Another baseball, chewing tobacco bombshell: Former Red Sox, Diamondback and Phillies pitcher Curt Schilling revealed yesterday that he is battling oral cancer, and he directly blames his years of chewing tobacco while playing baseball.
“I do believe, without a doubt, unquestionably that chewing was what gave me cancer,” he said [on NESN]. “I’m not going to sit up here from the pedestal and preach about chewing.”
Schilling, of the legendary bloody sock in the ALCS, is the second high-profile baseball player who has been in the news this summer over chewing tobacco and cancer. Several weeks ago, Tony Gwynn died of salivary gland cancer several weeks ago after years of chewing tobacco.
The Schilling case is just the latest reason to ban chewing tobacco in baseball. Currently, minor league players are not allowed to chew tobacco on the field, while in MLB, players are not allowed to smoke cigarettes. However, the players’ union insists on protecting players’ right to continue chewing tobacco on the field. I’ve posted about this repeatedly over the past year, for some mystifying reason, chewing tobacco is deeply, deeply ingrained in the culture of baseball. Why? No one seems to know. No one seems to have any answers for that. Baseball players simply chew. A lot. And a lot of baseball players have gotten oral or mouth cancer — Babe Ruth died of oral cancer and Roger Maris died of some kind of head/neck/oral cancer.

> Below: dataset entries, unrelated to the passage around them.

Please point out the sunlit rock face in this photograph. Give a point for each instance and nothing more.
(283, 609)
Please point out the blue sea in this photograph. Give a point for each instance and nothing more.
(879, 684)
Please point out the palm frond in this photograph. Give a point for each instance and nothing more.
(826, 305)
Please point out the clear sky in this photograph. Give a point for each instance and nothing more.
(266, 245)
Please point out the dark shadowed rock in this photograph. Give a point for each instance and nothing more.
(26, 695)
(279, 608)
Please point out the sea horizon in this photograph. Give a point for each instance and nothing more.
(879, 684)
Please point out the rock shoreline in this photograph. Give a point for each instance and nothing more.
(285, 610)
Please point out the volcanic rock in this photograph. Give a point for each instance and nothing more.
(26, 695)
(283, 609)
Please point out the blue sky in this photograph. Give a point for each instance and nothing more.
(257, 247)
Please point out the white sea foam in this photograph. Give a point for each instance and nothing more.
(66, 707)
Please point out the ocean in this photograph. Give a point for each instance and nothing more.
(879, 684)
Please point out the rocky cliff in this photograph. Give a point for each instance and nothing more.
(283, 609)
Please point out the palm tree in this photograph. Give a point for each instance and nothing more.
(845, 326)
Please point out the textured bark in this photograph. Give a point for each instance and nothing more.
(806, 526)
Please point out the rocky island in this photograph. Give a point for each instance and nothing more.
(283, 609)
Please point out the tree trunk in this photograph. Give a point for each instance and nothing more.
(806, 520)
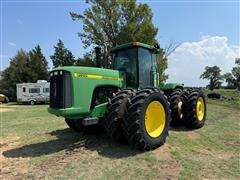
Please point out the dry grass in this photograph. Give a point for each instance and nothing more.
(35, 145)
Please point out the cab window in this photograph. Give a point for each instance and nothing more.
(145, 65)
(126, 60)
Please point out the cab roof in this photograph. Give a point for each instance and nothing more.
(133, 44)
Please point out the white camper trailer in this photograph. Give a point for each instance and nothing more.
(33, 92)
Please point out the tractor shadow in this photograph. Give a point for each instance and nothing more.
(72, 142)
(181, 128)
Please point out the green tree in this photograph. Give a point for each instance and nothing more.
(62, 56)
(17, 72)
(214, 75)
(110, 23)
(38, 64)
(236, 73)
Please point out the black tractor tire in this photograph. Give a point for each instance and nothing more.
(135, 121)
(74, 124)
(194, 102)
(116, 110)
(176, 97)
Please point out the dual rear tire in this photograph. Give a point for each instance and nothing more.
(188, 108)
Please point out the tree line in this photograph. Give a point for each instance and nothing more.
(105, 24)
(213, 74)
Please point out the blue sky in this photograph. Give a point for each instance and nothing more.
(198, 25)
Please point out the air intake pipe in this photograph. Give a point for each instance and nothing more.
(98, 56)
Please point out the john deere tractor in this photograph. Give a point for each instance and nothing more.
(126, 99)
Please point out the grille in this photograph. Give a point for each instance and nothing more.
(60, 89)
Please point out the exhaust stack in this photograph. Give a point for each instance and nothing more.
(98, 56)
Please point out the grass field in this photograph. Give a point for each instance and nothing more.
(35, 144)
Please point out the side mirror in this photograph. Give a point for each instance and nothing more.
(154, 76)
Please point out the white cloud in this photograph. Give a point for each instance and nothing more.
(188, 61)
(11, 44)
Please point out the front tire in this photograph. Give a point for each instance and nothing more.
(148, 118)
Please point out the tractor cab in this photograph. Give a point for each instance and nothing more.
(139, 62)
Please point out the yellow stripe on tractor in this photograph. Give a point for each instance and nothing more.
(94, 76)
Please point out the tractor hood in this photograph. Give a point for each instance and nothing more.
(72, 88)
(92, 72)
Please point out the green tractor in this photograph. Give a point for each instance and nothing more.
(126, 99)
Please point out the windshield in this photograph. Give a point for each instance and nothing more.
(126, 60)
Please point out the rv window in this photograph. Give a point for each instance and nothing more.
(46, 90)
(34, 90)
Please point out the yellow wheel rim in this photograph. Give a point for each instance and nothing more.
(180, 108)
(155, 118)
(200, 109)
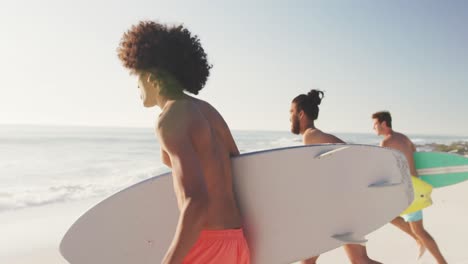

Schilling described the seven weeks of painful radiation therapy he underwent. The therapy caused him to lose 75 pounds because he has trouble eating solid food. He also has trouble generating saliva due to the treatment.
“Recovery is a challenge,” Schilling said. “There are so many things that are damaged during the process. I don’t have any salivary glands, I can’t taste anything and I can’t smell anything right now. And there’s no guarantee they’ll come back.”
Red Sox manager John Farrell talked about Schilling and the culture of chewing tobacco in baseball.
“I don’t want to call it a tradition, because it’s not,” Farrell said Wednesday afternoon. “But it’s a norm in baseball culture.”
“MLB has taken steps to dissuade players from using it through educational programs that are administered to every team,” Farrell said. “It’s even got to the point [in the minor leagues] now where players can be fined if smokeless tobacco is in view of the general public. There have been some of those warnings and penalties levied on some of our players.
“I think we all recognize that it’s addictive and causes cancer. That’s proven. [But] at this time, it’s upon the player to make the conscious decision for himself to use it or not. All we can do is continue educate guys what the ramifications are. … On the heels of the unfortunate passing of Tony Gwynn and what Curt is going through, you would think this would be a current beacon for guys to take note that there’s a price to be paid, if you’re one of the unfortunate ones stricken by cancer.”
Schilling apparently was diagnosed with a “lesion” on his lip 10 or 15 years ago and had the lesion removed. He quit chew for a year-and-a-half, but then got back in the habit. So, even after wising up, even after a lesion was found, the power of nicotine won out.